Before changing your setup which appears to work with the PS4, I think you need to test your headset wire and chat adapter. Try joining a chat and connecting your headset directly into your chat adapter and see if your friends are still getting an echo. You should turn on the party chat overlay or leave the chat window open so you can see when your mic is giving feedback.
Assuming you don't have any issues with your adapter or headphone wire, we can now try different setups.
This would be your current Mayflower setup if you are following the instructions Alan provided from the manual.
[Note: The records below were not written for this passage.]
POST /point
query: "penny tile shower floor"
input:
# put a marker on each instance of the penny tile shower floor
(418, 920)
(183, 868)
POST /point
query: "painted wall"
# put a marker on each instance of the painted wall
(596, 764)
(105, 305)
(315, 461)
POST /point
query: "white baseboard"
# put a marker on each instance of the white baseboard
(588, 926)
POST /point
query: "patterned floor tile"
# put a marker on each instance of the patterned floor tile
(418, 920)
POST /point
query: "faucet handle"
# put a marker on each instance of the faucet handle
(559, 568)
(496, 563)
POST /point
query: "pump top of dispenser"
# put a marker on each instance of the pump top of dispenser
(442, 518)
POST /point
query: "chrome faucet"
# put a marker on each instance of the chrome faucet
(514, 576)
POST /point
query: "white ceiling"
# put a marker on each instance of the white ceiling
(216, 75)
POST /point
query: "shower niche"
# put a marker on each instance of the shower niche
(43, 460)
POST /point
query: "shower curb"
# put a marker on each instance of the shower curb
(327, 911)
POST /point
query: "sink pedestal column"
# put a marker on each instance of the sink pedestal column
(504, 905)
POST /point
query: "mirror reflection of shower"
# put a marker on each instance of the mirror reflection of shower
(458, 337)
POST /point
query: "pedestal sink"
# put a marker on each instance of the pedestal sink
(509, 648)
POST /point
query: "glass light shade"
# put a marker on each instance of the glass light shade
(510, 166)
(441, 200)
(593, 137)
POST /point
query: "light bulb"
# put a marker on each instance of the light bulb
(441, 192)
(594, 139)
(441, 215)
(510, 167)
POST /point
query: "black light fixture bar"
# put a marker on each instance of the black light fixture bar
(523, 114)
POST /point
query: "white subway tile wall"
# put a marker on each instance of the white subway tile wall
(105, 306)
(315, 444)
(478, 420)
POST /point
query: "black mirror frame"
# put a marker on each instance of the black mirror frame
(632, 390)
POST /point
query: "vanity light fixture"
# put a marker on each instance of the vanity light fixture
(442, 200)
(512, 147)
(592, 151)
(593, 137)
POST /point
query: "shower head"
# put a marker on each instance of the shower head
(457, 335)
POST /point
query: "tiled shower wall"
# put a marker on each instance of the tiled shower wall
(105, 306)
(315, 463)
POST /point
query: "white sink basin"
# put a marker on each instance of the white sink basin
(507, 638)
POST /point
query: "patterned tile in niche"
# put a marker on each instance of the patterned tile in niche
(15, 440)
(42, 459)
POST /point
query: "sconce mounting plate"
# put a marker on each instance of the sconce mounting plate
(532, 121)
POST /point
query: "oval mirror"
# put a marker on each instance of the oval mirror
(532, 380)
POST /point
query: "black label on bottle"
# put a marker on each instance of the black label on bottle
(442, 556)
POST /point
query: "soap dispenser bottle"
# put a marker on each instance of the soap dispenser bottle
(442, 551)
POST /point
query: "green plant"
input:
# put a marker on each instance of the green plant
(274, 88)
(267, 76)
However, if you are sending party chat through the Toslink cable (blue) your setup would be a little different (remove green lines/adapters to the chat adapter). I'm pretty sure the green section is where Mayflower got their Xbox instructions wrong. If you did connect it in this manner, you are now feeding an amplified signal directly in-line with the unamplified sound output from your chat adapter. I believe this would lead to lots of feedback and quiet party chat. If you remove this entirely and change your chat output to optical, your sound should be perfect.
Now lets look at the mic connection. I believe the problem is your headset is a 4 pole and your splitter converts this to two 3 pole connections which share the same ground. This wouldn't be an issue with PS4 because all signals are sharing the same ground from the Mayflower. However on Xbox, when using the mic passthru you are still dealing with two separate power supplies:
1) Mic powered from controller adapter
2) Speakers powered from Mayflower.
You would think the mic input would change the ground, but I believe it simply just forwards everything back to your chat adapter. I may be completely wrong, but other complaints from Xbox users lead me to believe this is the problem.
This brings me to the addition of the Modmic. This is a sad compromise because now you'd be adding a second mic onto your headset so you no longer share ground between mic and speakers. I hope you find a way to avoid this, but I suspect this new arrangement is the only way to prevent ground issues and your mic from echoing.

It's also possible that the mic and speaker inputs inside the ARC share the same ground. If so the feedback would be caused by the internal grounding. If that's the case, adding a Modmic wont help, we would instead need to connect the mic directly to the controller (red dashed line).
I apologize for such a lengthy post and unfortunately I don't have the Arc so I can't test and give you a solution.